The conference "Toward an International History of Lynching" was co-sponsored by the Curt Engelhorn Chair in American History, the Transcultural Studies Reasearch Group “Radical Nationalism and Gender in the United States, Germany and Japan”, both at Heidelberg University, and the Hamburg Institute for Social Research. It brought together scholars from nine countries and various academic fields, including history, anthropology, sociology, political science, and criminology. The goal of the conference was to move beyond the notion of lynching as a “negative American exceptionalism” and to place the study of lynching in a comparative and transnational perspective. Two key questions took center stage: (1) What cultural, political, and social factors have influenced the rise and fall of lynching? (2) What has been the historical relationship between lynching and the modern state, especially the emergence of a modern system of criminal justice?

The first session of the conference considered conceptual frameworks for the study of lynching. In his opening address MANFRED BERG (Heidelberg University) emphasized that the conference was only a first step toward mapping the international scholarly landscape on lynching. Berg proposed to define lynching as extralegal punishment perpetrated by mobs claiming to represent the will of the larger community, thereby distinguishing lynching from other forms of collective violence. To speak of lynching as extralegal punishment, he argued, presumes the existence of the modern state, which theoretically holds a monopoly of legitimate violence. According to Berg, the ability of the state to enforce its claim to a monopoly of violence and the popular acceptance of this claim are key variables that can explain the occurrence of lynching and provide scholars with a comparative framework.

ROBERT THURSTON (Miami University, Ohio) undertook a broad comparison of the American South, Indonesia, South Africa, and Guatemala. The common denominator of these case studies, Thurston pointed out, was that lynching resulted from the decline of political stability and social legitimacy. In South Africa, Guatemala as well as Indonesia, the deterioration of political stability, albeit one based on state repression, produced a social climate of fear and insecurity, and gave rise to lynching. A similar situation existed in the American South after the Civil War. In the antebellum South social and political stability had depended on slavery. Emancipation and the civil and political empowerment of blacks destroyed this stability and triggered a massive violent backlash from white Southerners. Lynching declined after the white South had established a new racial order based on racial segregation and political disfranchisement of African Americans.

CHRISTOPHER WALDREP (San Francisco State University) discussed the question as to why lynching came to be seen as an example of American exceptionalism. Focusing on the battles over the definition of lynching, he argued, could provide part of the answer. African-American anti-lynching activists emphasized racism as the key motivation of lynchers. They also insisted that the barbaric practice of lynching made America exceptional among the so-called civilized nations. According to Waldrep, these rhetorical strategies not only reinforced notions of lynching as a peculiar American crime but also diminished black agency. Only broadening the definition of lynching, he argued, would enable scholars to take black agency into account and to recover the full spectrum of black responses to white mob violence. The distinction between lynching and so-called race riots, for example, should be discarded since the latter often resulted from blacks fighting back lynch mobs.

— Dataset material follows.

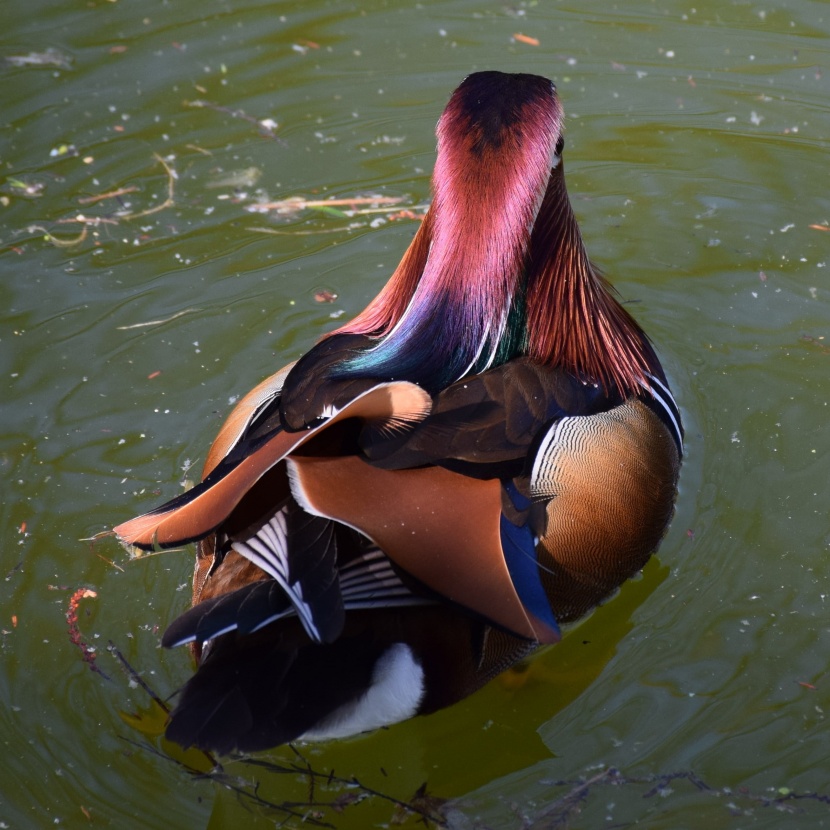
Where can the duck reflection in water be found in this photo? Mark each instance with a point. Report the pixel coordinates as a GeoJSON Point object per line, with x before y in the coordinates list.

The second session explored lynching in the United States from a transnational and transcultural perspective. MICHAEL PFEIFER (City University of New York) traced lynching in North America back to traditions of collective retribution and violence in Great Britain and Ireland. Immigrants from the British Isles revived and transformed these traditions in America. Irish immigrants brought with them a localistic legal culture that reflected opposition to British laws. Confronted with a nativist environment in the United States, they did not trust the American criminal justice system and often fell back on traditions of communal punishment, especially in cases when African Americans had allegedly perpetrated crimes against fellow Irishmen.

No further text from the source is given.